The effect of adoptive cell therapy (ACT) with tumor infiltrating lymphocytes (TILs) has repeatedly been demonstrated in malignant melanoma and recent studies have indicated a potential in other selected cancer diagnoses. In a clinical trial (NCT03296137) we have tested the potential of TIL-based ACT across cancer types.

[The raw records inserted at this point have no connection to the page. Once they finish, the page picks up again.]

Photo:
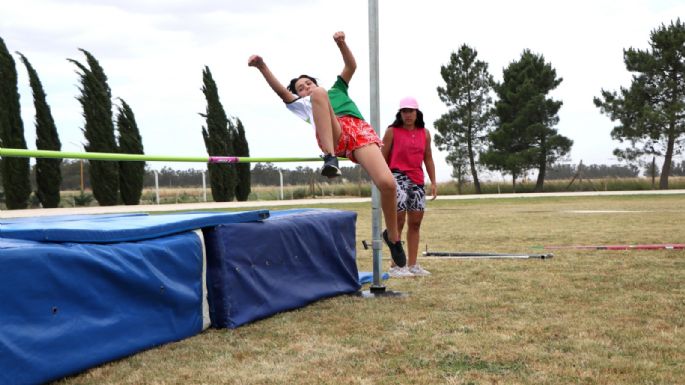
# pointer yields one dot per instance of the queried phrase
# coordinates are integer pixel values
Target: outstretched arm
(280, 90)
(348, 58)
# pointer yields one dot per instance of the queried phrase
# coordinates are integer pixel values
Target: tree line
(267, 174)
(111, 182)
(506, 126)
(509, 126)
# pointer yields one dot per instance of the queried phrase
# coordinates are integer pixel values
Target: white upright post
(204, 186)
(157, 186)
(374, 100)
(280, 174)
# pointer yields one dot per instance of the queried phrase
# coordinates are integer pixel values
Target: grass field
(582, 317)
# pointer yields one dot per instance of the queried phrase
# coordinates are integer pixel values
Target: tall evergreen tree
(96, 100)
(467, 94)
(48, 174)
(15, 171)
(218, 141)
(244, 185)
(525, 137)
(651, 113)
(131, 174)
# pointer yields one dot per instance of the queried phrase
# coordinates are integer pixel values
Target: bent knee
(387, 184)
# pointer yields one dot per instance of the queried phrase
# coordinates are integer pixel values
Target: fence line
(23, 153)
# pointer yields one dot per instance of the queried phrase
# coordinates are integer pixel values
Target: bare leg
(401, 216)
(327, 126)
(413, 229)
(371, 159)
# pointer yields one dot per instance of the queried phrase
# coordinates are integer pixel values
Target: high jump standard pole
(374, 100)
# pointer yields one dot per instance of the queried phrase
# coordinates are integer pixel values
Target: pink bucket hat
(409, 102)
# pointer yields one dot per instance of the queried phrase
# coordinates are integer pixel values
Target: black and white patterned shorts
(410, 196)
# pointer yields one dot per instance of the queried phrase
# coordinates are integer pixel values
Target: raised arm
(280, 90)
(348, 58)
(430, 166)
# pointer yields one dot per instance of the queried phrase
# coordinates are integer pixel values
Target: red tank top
(408, 149)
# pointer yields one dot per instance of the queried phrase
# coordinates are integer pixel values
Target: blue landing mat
(67, 307)
(257, 269)
(119, 228)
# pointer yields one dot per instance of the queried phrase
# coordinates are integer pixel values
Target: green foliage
(651, 113)
(96, 101)
(525, 137)
(467, 93)
(15, 171)
(218, 140)
(48, 175)
(131, 174)
(83, 199)
(241, 148)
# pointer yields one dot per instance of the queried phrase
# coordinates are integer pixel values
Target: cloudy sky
(154, 51)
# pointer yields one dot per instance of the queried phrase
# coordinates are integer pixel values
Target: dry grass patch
(590, 317)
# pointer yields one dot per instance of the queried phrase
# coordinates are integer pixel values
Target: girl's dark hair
(400, 123)
(291, 86)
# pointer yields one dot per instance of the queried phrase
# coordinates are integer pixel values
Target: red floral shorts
(355, 133)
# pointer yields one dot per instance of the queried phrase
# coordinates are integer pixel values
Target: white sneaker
(399, 272)
(418, 270)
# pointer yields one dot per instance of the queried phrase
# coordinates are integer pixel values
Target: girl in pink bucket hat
(407, 148)
(341, 131)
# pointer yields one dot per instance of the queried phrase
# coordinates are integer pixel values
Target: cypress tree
(15, 171)
(131, 174)
(651, 112)
(243, 187)
(462, 130)
(526, 137)
(48, 174)
(96, 100)
(217, 137)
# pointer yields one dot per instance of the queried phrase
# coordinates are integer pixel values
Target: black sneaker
(330, 166)
(396, 250)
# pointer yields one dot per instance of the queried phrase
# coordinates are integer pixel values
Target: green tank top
(340, 100)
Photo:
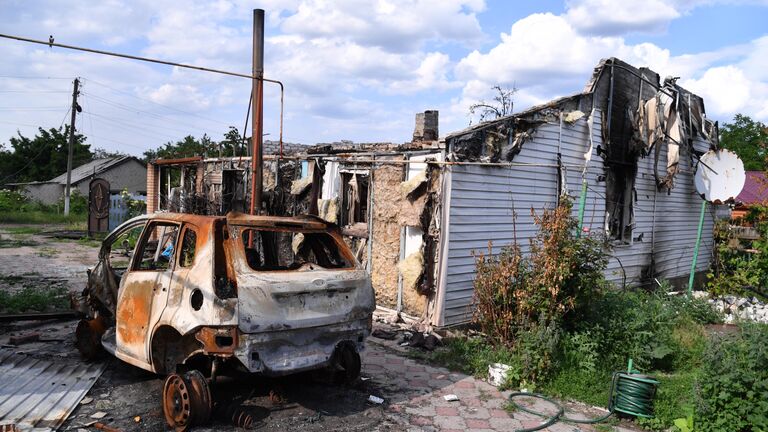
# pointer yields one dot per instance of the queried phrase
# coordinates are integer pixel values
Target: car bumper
(295, 350)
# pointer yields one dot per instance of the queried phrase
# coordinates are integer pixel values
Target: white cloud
(610, 17)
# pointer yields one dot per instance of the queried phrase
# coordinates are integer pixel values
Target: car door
(144, 289)
(114, 259)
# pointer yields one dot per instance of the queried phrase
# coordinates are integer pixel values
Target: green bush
(11, 200)
(734, 269)
(733, 387)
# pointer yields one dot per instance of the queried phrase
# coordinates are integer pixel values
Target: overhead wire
(159, 104)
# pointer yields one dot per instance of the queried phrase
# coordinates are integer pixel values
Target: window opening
(282, 250)
(158, 247)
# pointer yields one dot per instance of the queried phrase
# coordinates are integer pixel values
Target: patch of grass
(89, 241)
(24, 230)
(14, 242)
(579, 384)
(470, 356)
(41, 217)
(34, 299)
(47, 252)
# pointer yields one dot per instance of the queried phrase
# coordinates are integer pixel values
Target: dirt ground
(413, 392)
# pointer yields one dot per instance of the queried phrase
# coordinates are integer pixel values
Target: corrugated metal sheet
(483, 199)
(38, 395)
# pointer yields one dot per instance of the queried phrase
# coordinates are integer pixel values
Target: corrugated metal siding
(38, 395)
(483, 198)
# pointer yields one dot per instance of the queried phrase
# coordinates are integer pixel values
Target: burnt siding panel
(678, 219)
(483, 199)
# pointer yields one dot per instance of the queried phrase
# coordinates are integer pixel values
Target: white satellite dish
(719, 176)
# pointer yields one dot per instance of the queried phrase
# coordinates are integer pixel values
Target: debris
(276, 397)
(573, 116)
(29, 337)
(409, 187)
(497, 373)
(384, 334)
(105, 428)
(411, 269)
(235, 414)
(375, 399)
(58, 384)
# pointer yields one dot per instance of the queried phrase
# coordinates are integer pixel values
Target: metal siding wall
(677, 221)
(483, 199)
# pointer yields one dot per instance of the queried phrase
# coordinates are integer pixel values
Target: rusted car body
(258, 294)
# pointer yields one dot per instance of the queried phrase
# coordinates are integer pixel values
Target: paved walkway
(413, 394)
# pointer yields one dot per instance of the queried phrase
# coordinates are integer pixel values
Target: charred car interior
(196, 297)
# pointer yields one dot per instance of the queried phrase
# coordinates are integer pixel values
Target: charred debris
(393, 201)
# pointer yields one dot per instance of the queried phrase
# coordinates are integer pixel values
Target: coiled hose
(631, 393)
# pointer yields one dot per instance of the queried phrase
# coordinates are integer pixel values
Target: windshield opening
(267, 250)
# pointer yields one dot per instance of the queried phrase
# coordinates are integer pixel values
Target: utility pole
(75, 107)
(257, 126)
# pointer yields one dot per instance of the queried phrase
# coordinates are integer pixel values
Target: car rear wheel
(186, 400)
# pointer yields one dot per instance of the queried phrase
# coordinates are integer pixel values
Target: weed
(15, 242)
(47, 252)
(24, 230)
(37, 299)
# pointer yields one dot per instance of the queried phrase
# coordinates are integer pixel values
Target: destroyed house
(626, 147)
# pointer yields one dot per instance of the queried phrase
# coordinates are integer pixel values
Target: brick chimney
(426, 126)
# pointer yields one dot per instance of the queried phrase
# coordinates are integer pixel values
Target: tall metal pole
(257, 130)
(696, 248)
(71, 145)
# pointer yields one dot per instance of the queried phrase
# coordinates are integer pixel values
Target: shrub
(514, 292)
(733, 387)
(11, 200)
(734, 269)
(521, 301)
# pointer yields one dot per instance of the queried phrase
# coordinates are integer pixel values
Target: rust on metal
(218, 340)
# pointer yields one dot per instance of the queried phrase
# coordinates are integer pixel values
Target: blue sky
(358, 70)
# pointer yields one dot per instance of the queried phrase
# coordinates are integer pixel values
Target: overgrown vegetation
(550, 316)
(15, 207)
(33, 299)
(741, 266)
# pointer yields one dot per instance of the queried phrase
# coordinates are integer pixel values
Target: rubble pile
(744, 308)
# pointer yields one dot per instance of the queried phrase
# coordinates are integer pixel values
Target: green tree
(205, 146)
(748, 139)
(42, 157)
(187, 147)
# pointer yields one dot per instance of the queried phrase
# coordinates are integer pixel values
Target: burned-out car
(195, 296)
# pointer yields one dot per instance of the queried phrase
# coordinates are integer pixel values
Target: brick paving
(413, 394)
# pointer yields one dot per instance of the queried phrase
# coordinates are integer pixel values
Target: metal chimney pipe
(257, 131)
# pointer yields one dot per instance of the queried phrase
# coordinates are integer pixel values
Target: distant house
(755, 191)
(125, 172)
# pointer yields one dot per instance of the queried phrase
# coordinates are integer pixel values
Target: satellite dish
(719, 176)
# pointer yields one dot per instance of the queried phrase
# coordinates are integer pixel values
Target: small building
(124, 172)
(755, 192)
(626, 147)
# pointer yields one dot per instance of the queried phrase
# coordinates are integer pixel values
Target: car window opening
(280, 250)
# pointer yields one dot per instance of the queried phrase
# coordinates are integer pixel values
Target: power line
(123, 123)
(34, 91)
(134, 110)
(29, 77)
(29, 162)
(159, 104)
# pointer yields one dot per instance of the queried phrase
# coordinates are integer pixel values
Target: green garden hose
(631, 393)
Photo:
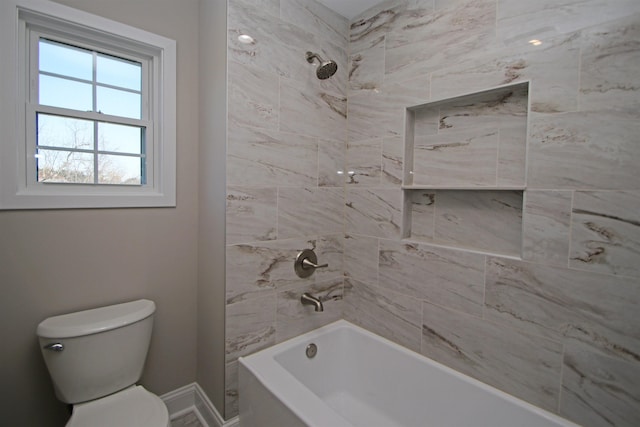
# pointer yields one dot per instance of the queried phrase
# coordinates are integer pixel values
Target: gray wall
(212, 26)
(52, 262)
(555, 323)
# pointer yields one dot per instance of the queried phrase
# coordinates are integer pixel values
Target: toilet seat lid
(134, 407)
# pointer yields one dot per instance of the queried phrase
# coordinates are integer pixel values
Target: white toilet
(95, 358)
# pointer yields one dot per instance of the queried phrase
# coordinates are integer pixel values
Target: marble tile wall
(285, 173)
(555, 322)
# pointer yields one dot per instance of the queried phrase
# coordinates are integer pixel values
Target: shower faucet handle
(306, 263)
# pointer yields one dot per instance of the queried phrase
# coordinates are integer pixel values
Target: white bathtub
(360, 379)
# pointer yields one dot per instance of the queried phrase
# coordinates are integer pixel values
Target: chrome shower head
(326, 69)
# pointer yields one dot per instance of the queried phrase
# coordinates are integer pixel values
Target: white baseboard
(191, 398)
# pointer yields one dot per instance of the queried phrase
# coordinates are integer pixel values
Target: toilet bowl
(95, 357)
(134, 406)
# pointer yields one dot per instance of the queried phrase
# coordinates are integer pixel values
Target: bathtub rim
(305, 398)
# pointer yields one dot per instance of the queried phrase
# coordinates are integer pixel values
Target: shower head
(326, 69)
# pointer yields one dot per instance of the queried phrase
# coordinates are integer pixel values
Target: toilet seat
(131, 407)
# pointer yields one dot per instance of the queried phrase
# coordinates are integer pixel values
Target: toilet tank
(93, 353)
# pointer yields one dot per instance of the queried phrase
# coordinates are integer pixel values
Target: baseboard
(191, 398)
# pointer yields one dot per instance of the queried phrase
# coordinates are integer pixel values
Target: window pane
(120, 138)
(66, 60)
(64, 166)
(64, 132)
(119, 170)
(64, 93)
(119, 72)
(119, 103)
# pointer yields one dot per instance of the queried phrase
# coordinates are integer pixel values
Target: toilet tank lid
(96, 320)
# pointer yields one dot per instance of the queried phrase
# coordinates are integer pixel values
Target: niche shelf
(465, 170)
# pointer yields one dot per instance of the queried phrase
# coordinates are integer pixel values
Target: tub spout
(308, 299)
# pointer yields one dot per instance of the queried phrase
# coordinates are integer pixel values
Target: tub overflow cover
(312, 350)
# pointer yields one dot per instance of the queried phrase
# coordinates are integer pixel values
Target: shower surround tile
(331, 163)
(421, 205)
(546, 225)
(374, 212)
(309, 211)
(480, 140)
(553, 68)
(366, 67)
(251, 214)
(521, 21)
(598, 390)
(446, 277)
(386, 313)
(330, 250)
(280, 48)
(250, 326)
(380, 113)
(293, 318)
(459, 30)
(316, 18)
(364, 162)
(605, 232)
(584, 150)
(610, 58)
(392, 161)
(482, 220)
(463, 158)
(361, 258)
(260, 157)
(231, 388)
(373, 24)
(312, 112)
(524, 365)
(596, 310)
(255, 270)
(253, 97)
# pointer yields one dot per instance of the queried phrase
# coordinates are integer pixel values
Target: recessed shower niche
(465, 170)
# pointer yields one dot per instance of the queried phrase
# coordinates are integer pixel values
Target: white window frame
(23, 20)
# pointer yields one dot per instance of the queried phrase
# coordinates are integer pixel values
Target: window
(94, 118)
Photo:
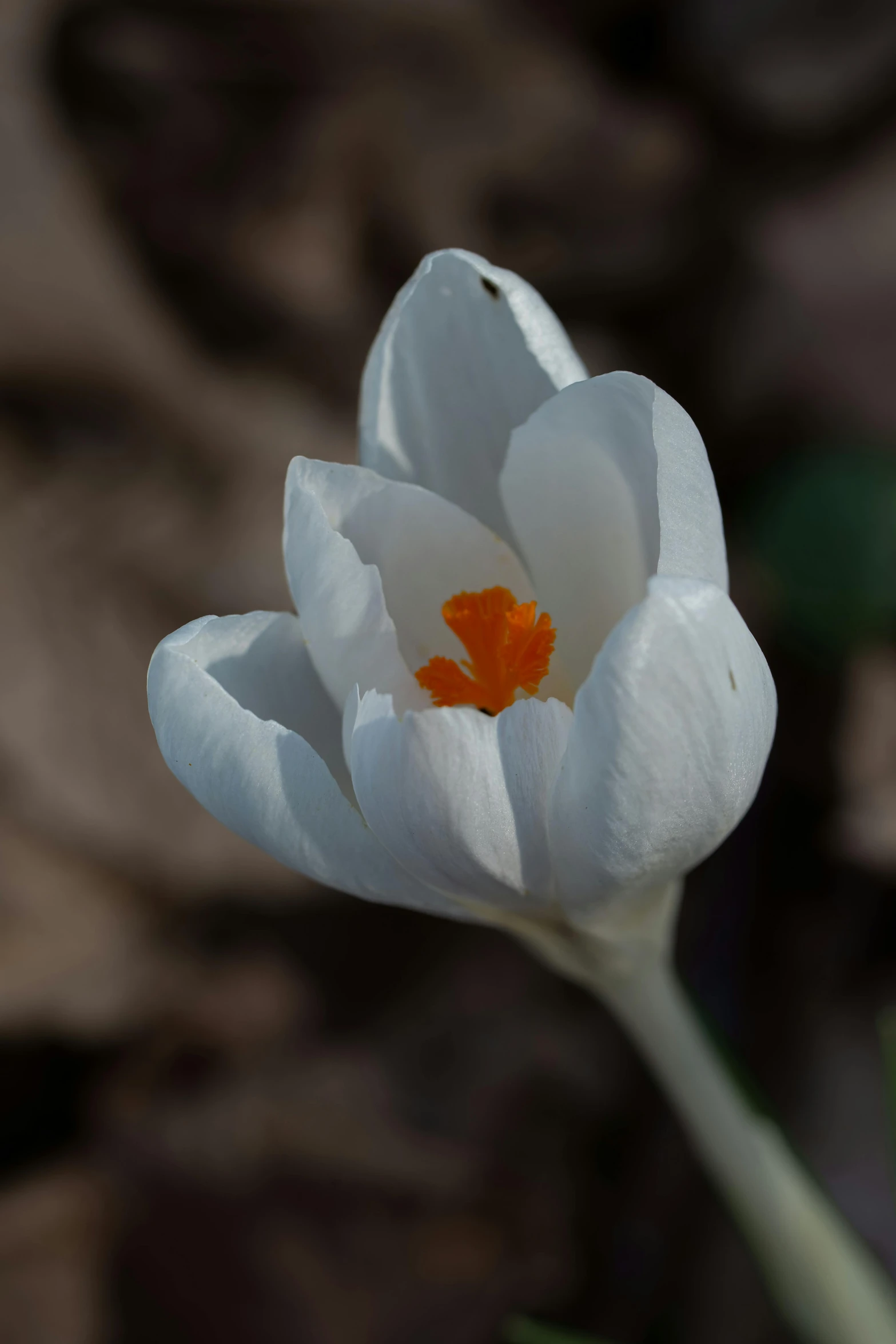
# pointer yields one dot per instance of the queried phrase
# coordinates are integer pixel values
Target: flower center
(508, 650)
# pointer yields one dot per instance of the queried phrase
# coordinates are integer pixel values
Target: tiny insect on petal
(508, 650)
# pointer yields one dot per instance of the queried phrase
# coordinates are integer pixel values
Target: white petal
(692, 539)
(606, 484)
(349, 632)
(671, 737)
(465, 354)
(403, 551)
(460, 799)
(229, 699)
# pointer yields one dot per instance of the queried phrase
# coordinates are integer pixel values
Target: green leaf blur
(825, 538)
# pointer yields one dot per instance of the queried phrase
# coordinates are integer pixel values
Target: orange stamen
(508, 650)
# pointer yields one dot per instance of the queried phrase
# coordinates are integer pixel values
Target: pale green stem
(827, 1283)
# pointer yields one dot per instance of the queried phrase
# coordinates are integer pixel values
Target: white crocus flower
(546, 547)
(489, 462)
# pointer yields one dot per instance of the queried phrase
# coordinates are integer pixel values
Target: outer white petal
(606, 484)
(460, 799)
(671, 737)
(370, 565)
(467, 352)
(349, 632)
(245, 723)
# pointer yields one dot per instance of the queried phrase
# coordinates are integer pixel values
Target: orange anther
(508, 650)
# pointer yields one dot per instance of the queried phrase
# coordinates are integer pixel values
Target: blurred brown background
(236, 1109)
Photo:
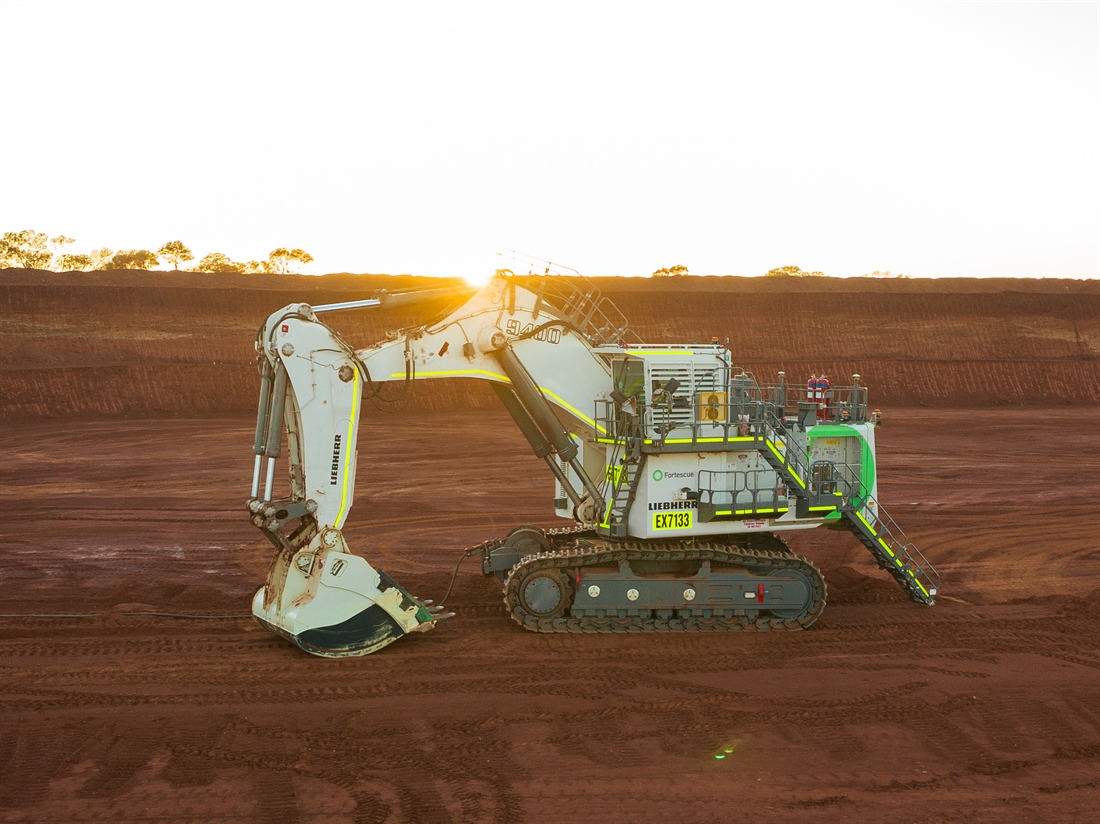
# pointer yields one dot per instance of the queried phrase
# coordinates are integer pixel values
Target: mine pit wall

Twenty-five patients with 12 different cancer diagnoses were treated with ex vivo expanded TILs at Herlev University Hospital between 2017 and 2019. The ACT was preceded by a single dose of ipilimumab before tumor removal and combined with 4 doses of nivolumab before and after cell infusion. Patients were hospitalized for conditioning chemotherapy before T cell infusion followed by 14 days of low-dose interleukin-2 (IL-2).
Four patients (16%) - 2 with head-and-neck cancer, 1 cholangiocarcinoma and 1 sarcoma – obtained a partial response to therapy, 17 patients stabile disease and 4 progressive disease. Median progression-free survival was 88 days. Overall, the therapy regimen was tolerated and safe in all patients with expected side effects comparable to malignant melanoma ACT TIL trials but with the addition of immune related adverse events from the checkpoint inhibitors. The ex vivo expansion of TILs was successful in 30/31 recruited patients across cancer types with a median expansion time of 24 days. In-depth immune phenotyping of the TILs both in the tumor and after ex vivo expansion along with ex vivo anti-tumor reactivity will be presented.
Our data show that TIL-based ACT in combination with checkpoint inhibitors is safe and feasible. We show that clinical responses can be obtained in previously unreported cancer types and confirm that TIL-therapy has a potential in non-melanoma patients.
Danish Cancer Society, Knæk Cancer.
All authors have declared no conflicts of interest.